If you head over to our YouTube channel, you’ll find other undervalued dividend growth stocks that are higher on my list for stocks to buy now!

Were you buying T. Rowe Price stock instead of Morgan Stanley?  Or, were you buying BlackRock (BLK) stock versus these two?  Would love to see what stocks you are buying!  Share your comments and feedback below!

As always, thanks for stopping by, good luck and happy investing!

-Lanny

6 thoughts on “Time to Bank on Morgan Stanley Stock? – Dividend Stock Investing

  1. Great article and something to consider especially if the price dips some more.

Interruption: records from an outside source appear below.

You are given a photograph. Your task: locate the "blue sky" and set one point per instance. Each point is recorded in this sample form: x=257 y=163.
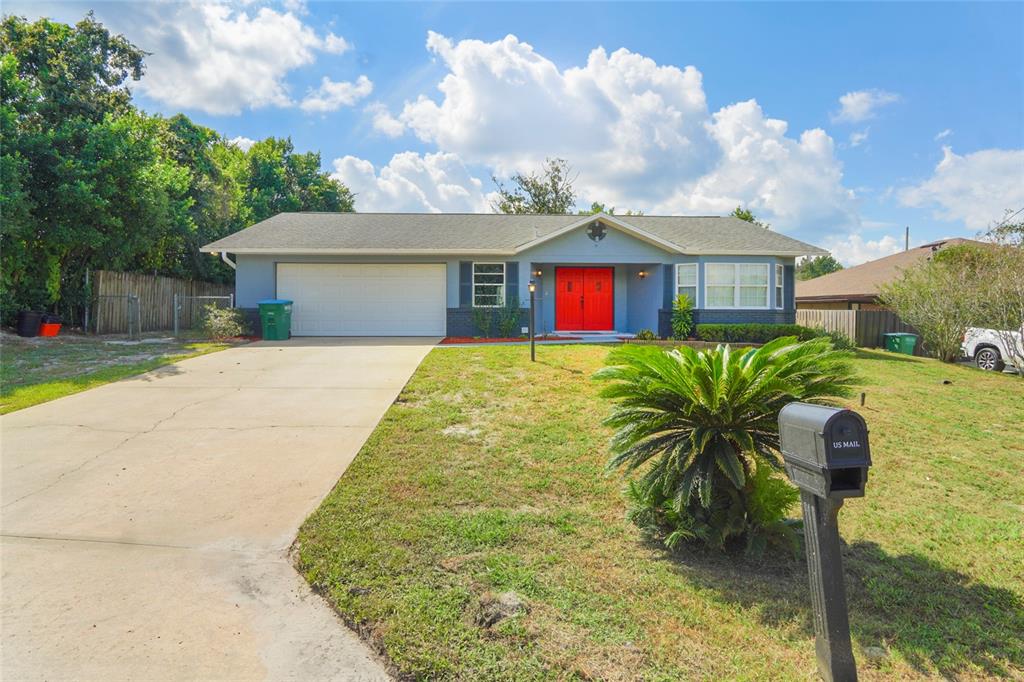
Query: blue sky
x=864 y=118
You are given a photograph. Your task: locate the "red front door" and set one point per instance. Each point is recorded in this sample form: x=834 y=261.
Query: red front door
x=584 y=299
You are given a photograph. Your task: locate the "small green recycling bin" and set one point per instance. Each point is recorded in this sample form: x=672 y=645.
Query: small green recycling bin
x=901 y=343
x=275 y=317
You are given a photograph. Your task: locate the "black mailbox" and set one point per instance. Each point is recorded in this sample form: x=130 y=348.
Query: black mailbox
x=825 y=450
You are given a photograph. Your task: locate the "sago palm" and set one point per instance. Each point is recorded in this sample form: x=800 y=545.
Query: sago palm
x=700 y=424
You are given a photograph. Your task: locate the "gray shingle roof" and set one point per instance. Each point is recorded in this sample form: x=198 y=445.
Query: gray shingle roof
x=489 y=232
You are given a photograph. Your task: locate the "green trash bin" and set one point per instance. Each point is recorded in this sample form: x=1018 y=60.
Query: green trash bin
x=275 y=317
x=901 y=342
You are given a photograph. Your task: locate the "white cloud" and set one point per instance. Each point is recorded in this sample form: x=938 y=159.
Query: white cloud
x=336 y=44
x=410 y=182
x=332 y=95
x=242 y=142
x=383 y=121
x=853 y=250
x=976 y=187
x=858 y=137
x=220 y=58
x=793 y=183
x=862 y=104
x=638 y=133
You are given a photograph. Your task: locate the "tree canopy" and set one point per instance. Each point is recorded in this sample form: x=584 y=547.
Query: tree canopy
x=815 y=267
x=89 y=181
x=748 y=215
x=550 y=190
x=596 y=208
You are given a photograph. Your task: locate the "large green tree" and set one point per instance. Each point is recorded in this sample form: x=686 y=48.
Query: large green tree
x=550 y=190
x=91 y=182
x=280 y=179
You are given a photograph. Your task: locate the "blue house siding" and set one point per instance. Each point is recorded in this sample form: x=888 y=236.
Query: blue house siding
x=639 y=303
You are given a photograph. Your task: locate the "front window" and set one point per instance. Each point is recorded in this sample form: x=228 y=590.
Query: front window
x=779 y=299
x=736 y=285
x=488 y=285
x=686 y=281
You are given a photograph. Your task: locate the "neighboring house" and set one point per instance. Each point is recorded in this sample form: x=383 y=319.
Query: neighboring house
x=857 y=288
x=432 y=274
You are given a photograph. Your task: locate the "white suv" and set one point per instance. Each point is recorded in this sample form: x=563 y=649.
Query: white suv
x=988 y=347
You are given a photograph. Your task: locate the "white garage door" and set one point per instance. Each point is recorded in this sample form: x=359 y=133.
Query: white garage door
x=365 y=299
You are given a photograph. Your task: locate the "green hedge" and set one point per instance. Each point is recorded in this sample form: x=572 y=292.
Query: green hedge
x=752 y=333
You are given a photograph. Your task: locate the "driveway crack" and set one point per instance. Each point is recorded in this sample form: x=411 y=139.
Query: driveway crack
x=113 y=449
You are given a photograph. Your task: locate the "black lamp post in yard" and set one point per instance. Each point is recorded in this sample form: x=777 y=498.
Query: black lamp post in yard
x=532 y=345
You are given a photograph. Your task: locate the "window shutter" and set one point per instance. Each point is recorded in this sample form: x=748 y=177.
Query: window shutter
x=670 y=286
x=788 y=288
x=512 y=283
x=465 y=284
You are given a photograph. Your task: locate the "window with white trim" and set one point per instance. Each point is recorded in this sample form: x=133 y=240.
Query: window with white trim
x=488 y=285
x=779 y=298
x=736 y=285
x=686 y=281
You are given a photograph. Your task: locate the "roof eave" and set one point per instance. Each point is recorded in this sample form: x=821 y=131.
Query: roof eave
x=211 y=248
x=611 y=220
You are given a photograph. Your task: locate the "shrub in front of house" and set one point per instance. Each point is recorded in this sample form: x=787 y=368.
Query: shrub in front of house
x=682 y=316
x=752 y=332
x=698 y=431
x=223 y=323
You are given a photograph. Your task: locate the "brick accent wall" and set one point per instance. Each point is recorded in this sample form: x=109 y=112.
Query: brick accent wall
x=461 y=323
x=727 y=317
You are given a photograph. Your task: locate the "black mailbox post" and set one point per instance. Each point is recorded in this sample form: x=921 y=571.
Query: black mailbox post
x=826 y=456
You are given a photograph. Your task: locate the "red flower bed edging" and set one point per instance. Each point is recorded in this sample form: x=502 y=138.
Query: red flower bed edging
x=509 y=339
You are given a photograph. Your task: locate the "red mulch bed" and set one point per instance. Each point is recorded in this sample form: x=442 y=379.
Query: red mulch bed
x=472 y=339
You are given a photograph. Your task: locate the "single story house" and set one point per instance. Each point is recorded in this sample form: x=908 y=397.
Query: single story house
x=857 y=288
x=437 y=274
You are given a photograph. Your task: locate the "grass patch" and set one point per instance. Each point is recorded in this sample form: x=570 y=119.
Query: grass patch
x=34 y=372
x=487 y=474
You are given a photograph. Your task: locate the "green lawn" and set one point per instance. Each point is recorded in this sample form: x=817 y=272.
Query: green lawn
x=487 y=474
x=34 y=371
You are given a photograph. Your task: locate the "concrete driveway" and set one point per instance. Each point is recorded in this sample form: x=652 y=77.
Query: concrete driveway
x=145 y=524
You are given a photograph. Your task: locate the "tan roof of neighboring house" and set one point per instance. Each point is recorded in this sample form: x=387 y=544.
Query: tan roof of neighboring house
x=862 y=282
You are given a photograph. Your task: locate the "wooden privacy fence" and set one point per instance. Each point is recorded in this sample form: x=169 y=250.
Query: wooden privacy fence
x=864 y=327
x=129 y=302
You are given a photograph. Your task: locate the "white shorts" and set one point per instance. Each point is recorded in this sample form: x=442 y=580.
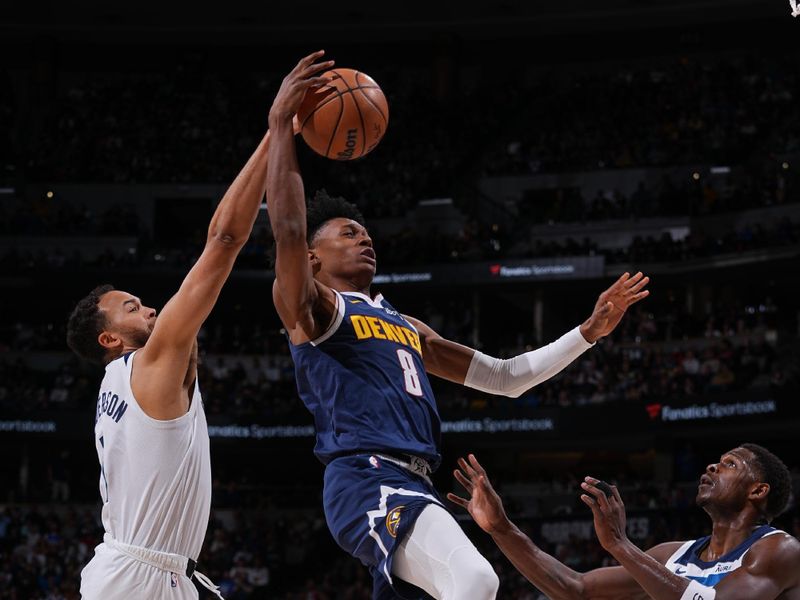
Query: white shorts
x=111 y=575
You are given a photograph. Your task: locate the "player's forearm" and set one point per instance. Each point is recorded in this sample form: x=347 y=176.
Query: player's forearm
x=514 y=376
x=654 y=578
x=237 y=211
x=552 y=577
x=285 y=193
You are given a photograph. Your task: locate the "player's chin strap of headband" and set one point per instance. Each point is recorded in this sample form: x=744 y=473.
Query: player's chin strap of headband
x=166 y=561
x=514 y=376
x=697 y=591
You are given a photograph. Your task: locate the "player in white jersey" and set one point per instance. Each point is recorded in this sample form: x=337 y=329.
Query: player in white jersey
x=743 y=558
x=150 y=429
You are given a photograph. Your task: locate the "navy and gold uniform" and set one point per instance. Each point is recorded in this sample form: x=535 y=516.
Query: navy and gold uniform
x=377 y=427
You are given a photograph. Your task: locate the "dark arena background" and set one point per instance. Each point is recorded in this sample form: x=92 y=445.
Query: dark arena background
x=535 y=151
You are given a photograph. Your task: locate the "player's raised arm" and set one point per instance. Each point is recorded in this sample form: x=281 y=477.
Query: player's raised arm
x=554 y=578
x=512 y=377
x=295 y=293
x=160 y=371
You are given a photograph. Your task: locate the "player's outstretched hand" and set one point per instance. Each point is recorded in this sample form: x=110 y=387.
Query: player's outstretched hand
x=484 y=505
x=612 y=304
x=302 y=79
x=608 y=510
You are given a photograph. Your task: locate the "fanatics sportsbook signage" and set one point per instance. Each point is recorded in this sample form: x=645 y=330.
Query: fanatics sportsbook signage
x=505 y=271
x=752 y=408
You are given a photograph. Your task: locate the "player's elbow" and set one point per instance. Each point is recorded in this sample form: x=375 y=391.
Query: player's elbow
x=290 y=233
x=226 y=239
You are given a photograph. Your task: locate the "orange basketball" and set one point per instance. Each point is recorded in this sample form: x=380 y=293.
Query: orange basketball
x=346 y=118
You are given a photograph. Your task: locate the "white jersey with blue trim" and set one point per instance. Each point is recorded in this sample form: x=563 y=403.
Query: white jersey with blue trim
x=155 y=476
x=687 y=563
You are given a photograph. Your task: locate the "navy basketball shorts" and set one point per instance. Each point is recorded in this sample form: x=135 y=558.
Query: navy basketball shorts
x=370 y=505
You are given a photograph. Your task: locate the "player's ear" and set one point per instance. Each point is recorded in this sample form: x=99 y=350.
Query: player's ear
x=109 y=340
x=759 y=491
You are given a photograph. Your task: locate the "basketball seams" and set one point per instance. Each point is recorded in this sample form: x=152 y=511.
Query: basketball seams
x=348 y=121
x=375 y=106
x=321 y=104
x=358 y=110
x=335 y=127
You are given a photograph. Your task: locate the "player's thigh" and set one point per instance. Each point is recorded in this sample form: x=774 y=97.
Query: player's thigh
x=438 y=557
x=114 y=576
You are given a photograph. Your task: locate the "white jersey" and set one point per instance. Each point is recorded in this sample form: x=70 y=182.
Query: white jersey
x=155 y=476
x=686 y=561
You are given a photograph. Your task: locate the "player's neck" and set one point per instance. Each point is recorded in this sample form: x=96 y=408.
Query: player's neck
x=342 y=284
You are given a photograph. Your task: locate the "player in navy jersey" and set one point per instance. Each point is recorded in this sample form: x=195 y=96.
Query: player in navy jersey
x=361 y=369
x=743 y=558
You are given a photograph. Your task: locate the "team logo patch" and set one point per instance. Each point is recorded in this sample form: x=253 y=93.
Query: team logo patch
x=393 y=521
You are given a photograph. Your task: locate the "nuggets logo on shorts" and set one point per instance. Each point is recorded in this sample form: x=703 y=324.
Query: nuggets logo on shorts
x=393 y=521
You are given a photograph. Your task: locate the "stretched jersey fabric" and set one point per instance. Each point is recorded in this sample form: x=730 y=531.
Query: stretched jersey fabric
x=155 y=476
x=365 y=383
x=686 y=560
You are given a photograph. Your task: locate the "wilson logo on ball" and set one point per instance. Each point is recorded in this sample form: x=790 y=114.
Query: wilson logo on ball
x=346 y=118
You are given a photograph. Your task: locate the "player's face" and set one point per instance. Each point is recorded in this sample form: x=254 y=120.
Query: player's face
x=728 y=482
x=343 y=248
x=127 y=319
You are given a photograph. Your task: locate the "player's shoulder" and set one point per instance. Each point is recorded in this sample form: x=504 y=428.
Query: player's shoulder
x=662 y=552
x=780 y=541
x=776 y=552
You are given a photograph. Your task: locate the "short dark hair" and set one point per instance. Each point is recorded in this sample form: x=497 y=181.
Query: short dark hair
x=85 y=324
x=324 y=207
x=773 y=471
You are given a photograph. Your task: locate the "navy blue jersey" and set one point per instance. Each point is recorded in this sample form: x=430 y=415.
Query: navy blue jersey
x=686 y=561
x=365 y=384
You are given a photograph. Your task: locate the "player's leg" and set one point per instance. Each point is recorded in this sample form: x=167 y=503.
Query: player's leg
x=437 y=556
x=114 y=576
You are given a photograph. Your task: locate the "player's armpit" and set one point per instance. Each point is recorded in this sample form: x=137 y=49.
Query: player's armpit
x=611 y=583
x=309 y=321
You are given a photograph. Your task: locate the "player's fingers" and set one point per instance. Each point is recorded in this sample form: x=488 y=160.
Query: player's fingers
x=308 y=59
x=316 y=68
x=598 y=495
x=642 y=282
x=467 y=468
x=466 y=483
x=634 y=280
x=457 y=500
x=476 y=465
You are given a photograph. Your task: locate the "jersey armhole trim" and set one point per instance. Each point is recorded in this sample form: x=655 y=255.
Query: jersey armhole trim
x=336 y=321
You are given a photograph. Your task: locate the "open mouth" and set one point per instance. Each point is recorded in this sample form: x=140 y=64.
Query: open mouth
x=369 y=253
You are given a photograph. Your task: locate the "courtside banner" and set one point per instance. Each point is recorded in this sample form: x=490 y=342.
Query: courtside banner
x=503 y=271
x=752 y=408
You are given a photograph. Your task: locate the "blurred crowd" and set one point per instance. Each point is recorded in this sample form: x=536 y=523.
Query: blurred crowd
x=288 y=553
x=690 y=110
x=246 y=369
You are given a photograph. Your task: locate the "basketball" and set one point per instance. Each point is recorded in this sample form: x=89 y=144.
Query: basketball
x=346 y=118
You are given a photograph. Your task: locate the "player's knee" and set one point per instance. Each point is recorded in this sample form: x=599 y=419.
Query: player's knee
x=477 y=579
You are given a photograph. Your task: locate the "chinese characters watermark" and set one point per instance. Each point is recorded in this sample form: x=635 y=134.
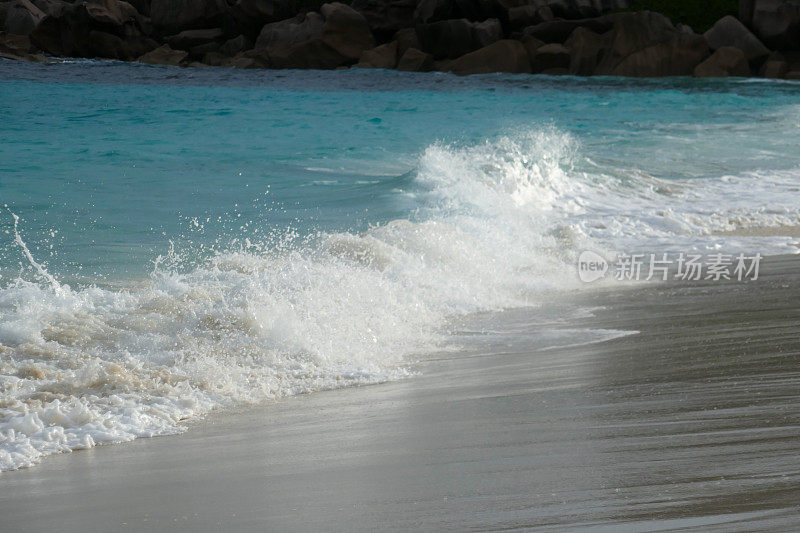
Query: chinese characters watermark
x=664 y=266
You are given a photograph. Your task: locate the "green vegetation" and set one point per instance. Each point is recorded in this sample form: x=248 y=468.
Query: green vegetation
x=700 y=15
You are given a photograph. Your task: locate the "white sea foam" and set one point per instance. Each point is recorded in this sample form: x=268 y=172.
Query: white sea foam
x=500 y=225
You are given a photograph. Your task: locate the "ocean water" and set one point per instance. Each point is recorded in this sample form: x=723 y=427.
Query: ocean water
x=174 y=241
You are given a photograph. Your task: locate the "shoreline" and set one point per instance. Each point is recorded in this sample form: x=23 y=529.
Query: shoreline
x=691 y=422
x=564 y=37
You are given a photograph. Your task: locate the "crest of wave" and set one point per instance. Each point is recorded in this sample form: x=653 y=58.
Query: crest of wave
x=89 y=366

I was looking at MS back in late 2019 and again in early 2020 as they showed up in my screener but didn’t pull the trigger and kind of regret it since.
    The saving grace though was that I bought GS & BLK around the end of 2019 and the first week of 2020. Wishing I would have been able to buy more of each but not unhappy with the quantity and outcome of those two purchases. Wishing I could buy more now but prices are just too high right now and don’t/can’t see getting as much bang for the buck (strictly a current stock price/increase) right now.
    Have you guys considered or had COWN show up on your screeners? Just curious as this is one on my radar right now for consideration.